Government ministers including Abe have said it was not yet time to declare a state of emergency that would provide authorities more legal clout to tell residents to stay home, close schools and take other steps, but would not allow penalties in most cases for those who defy the requests.
Though small compared with outbreaks in the United States, Europe and China, coronavirus infections are on the rise in Japan – with some 2,500 confirmed cases as of Thursday morning and 70 deaths – prompting growing expressions of concern among social media users.
Abe first appeared in public wearing a mask on Tuesday. He wore a loose cloth mask for parliamentary committee meetings the following day, sitting beside Finance Minister Taro Aso, who appeared visibly uncomfortable in a disposable paper mask and removed it to talk – in contravention of recommended procedures.

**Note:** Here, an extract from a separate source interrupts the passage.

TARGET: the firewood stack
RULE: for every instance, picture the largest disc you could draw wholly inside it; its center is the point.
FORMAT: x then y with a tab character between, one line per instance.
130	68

After news of the offer, some Twitter users posted doctored photographs of Abe wearing two masks, one over his mouth and another over his eyes. Others listed nations that are distributing subsidies to each household and said they’d rather just get money.
The offer of two masks per household also attracted scorn.
“If your family has more than two people, what are you supposed to do – fight over them?” posted user Yosuke.
The proposal also came in for caustic satire in yet another subtitled version of the global meme based on the German war film “Downfall”. The clip, which shows a distraught Adolf Hitler being told, “This is not an April Fool’s joke”, had 1 million views as of Thursday morning, and was retweeted by the Japanese Communist Party’s second-in-command, Akira Koike.